Van Doremalen et al. (3) described that the SARS-CoV-2 half-life which ranges from 3.46 to 6.81 hours on cardboard, plastic and stainless steel at 22°C/40% RH. Chin et al (2) reported a half-life of 4.8 to 23.9 hours on glass, banknotes, inner and outer mask layers, polypropylene and stainless steel at 22°C/65% RH. We found the half-life on most surfaces at 21°C/60% RH is 6.93–12.86, but the virus is quickly inactivated on cloth with a 3.5 hours half-life. The difference might be explained by the composition of the virus inoculum (e.g., FBS concentration), the volume of inoculum, different preparation of material and the different environmental conditions. However, our results, along with other two studies, showed that SARS-CoV-2 is able to survive on some surfaces for several days under indoor conditions, which might play a potential role in virus transmission. The longest half-life of the virus was found in spring/fall conditions (13°C/66% RH), followed by indoor conditions (21°C/60% RH) and summer conditions (25°C/70% RH); this suggests that virus stability on surfaces is highly dependent on temperature and RH. Prolonged virus survival on surfaces in spring/fall and winter might support SARS-CoV-2 transmission through contaminated fomites and potentially contribute to new outbreaks and/or seasonal occurrence in the post-pandemic era, a scenario described for influenza virus and other human coronaviruses (8).

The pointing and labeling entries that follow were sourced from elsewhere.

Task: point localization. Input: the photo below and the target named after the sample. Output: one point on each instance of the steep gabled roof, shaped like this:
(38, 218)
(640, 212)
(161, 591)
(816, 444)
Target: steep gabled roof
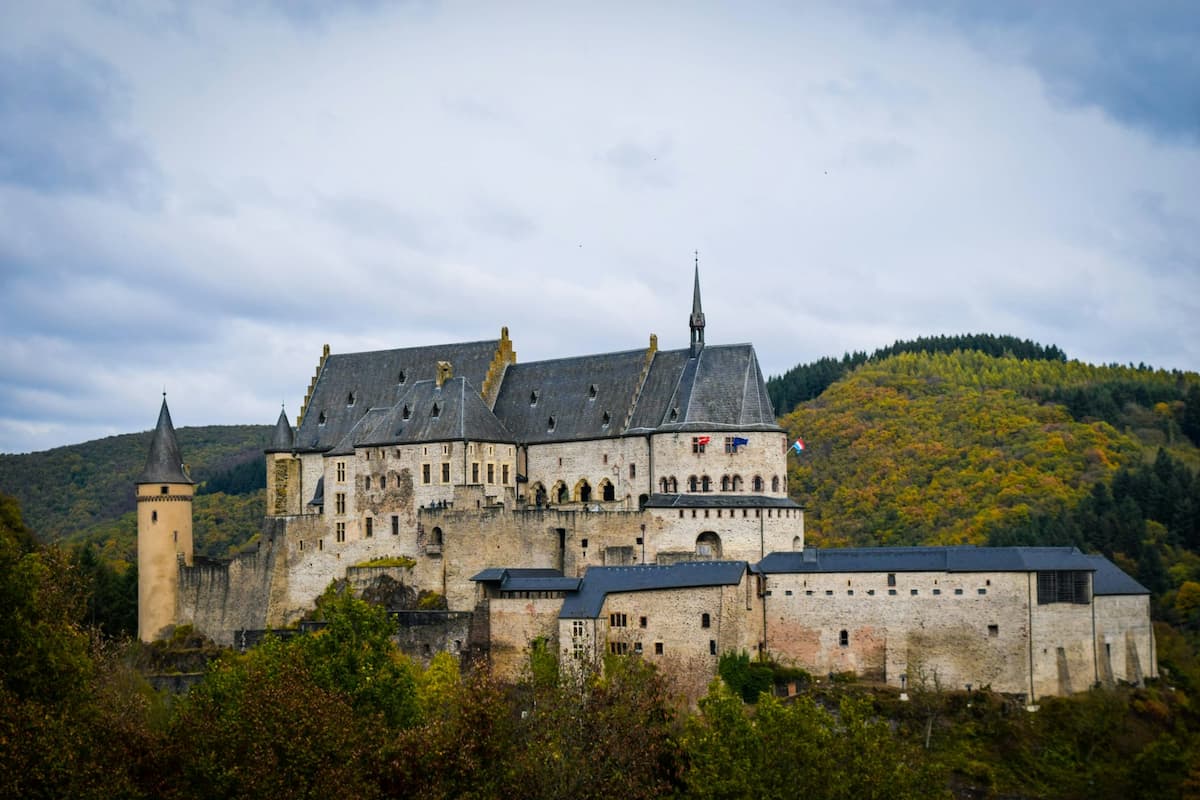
(563, 400)
(928, 559)
(599, 582)
(453, 411)
(353, 383)
(1110, 579)
(163, 462)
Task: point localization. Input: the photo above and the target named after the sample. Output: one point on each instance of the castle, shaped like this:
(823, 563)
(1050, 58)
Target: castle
(631, 503)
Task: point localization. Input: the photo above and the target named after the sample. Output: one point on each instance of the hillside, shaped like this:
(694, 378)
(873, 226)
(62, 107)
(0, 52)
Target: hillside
(81, 491)
(955, 447)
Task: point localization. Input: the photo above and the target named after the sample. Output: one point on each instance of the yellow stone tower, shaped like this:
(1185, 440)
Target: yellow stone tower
(165, 529)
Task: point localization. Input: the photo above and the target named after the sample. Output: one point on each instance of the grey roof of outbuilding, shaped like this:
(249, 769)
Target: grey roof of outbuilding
(163, 461)
(527, 579)
(1111, 579)
(702, 500)
(282, 438)
(461, 415)
(575, 392)
(928, 559)
(599, 582)
(373, 378)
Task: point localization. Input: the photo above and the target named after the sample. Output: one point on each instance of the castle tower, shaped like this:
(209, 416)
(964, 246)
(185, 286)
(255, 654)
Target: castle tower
(165, 529)
(283, 487)
(696, 322)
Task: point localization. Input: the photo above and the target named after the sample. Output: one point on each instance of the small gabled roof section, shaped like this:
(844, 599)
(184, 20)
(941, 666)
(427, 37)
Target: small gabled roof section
(1110, 579)
(706, 500)
(928, 559)
(599, 582)
(163, 462)
(282, 437)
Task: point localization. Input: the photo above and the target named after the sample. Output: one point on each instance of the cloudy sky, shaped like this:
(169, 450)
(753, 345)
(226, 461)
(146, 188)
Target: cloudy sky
(197, 196)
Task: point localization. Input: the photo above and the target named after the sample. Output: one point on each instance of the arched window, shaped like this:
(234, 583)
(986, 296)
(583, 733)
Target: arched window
(708, 545)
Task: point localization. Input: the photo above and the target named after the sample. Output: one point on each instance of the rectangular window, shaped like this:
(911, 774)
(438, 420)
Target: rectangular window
(1063, 587)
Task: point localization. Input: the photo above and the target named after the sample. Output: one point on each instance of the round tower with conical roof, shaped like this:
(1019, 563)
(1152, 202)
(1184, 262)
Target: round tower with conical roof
(283, 487)
(165, 529)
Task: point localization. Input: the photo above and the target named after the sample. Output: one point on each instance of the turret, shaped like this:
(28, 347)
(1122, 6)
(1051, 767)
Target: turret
(165, 529)
(696, 322)
(283, 489)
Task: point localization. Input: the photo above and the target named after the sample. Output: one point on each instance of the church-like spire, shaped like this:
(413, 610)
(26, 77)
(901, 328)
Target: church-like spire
(163, 462)
(283, 437)
(697, 316)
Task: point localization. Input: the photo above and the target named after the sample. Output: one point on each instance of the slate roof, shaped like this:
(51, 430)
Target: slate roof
(928, 559)
(1110, 579)
(375, 380)
(708, 500)
(461, 415)
(527, 579)
(163, 462)
(601, 581)
(282, 437)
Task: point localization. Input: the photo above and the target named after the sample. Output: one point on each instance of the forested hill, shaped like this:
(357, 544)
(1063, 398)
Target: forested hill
(965, 447)
(808, 380)
(69, 491)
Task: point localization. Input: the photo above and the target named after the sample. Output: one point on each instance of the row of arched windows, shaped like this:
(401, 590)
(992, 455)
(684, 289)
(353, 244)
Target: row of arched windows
(729, 483)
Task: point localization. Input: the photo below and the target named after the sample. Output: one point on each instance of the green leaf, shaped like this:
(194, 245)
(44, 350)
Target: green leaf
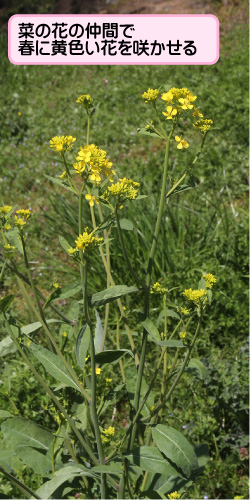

Our study showed a remarkable persistence of infectious SARS-CoV-2 on various types of surfaces, especially under spring/fall climate conditions. However, virus stability was highly dependent on the substrate as well as temperature and humidity. Previous studies showed reduced virus stability in human nasal mucus and sputum when compared to culture medium (9) even at 4°C/40% RH, whereas addition of bovine serum albumin into the virus inoculum increased SARS-CoV-2 survival times (10). In addition, exposure to simulated sunlight accelerated the inactivation of the virus on stainless steel (11), indicating that additional factors play a role in SARS-CoV-2 survival on surfaces in field settings.

In conclusion, our study determines the half-life of SARS-CoV-2 on diverse surfaces under different climatic conditions, which correlates to the potential risk of contaminated surfaces to spread the virus. It clearly demonstrates, that the virus survives longer under spring/fall not summer conditions. Therefore, practice of good personal hygiene and regular disinfection of potentially contaminated surfaces remains a critical tool to minimize the risk of infection through contaminated surfaces.

Biographical Sketch

Mr. Kwon is a Doctor of Veterinary Medicine and presently a PhD student at Kansas State University. His research interest are transboundary animal disease and emerging zoonotic diseases.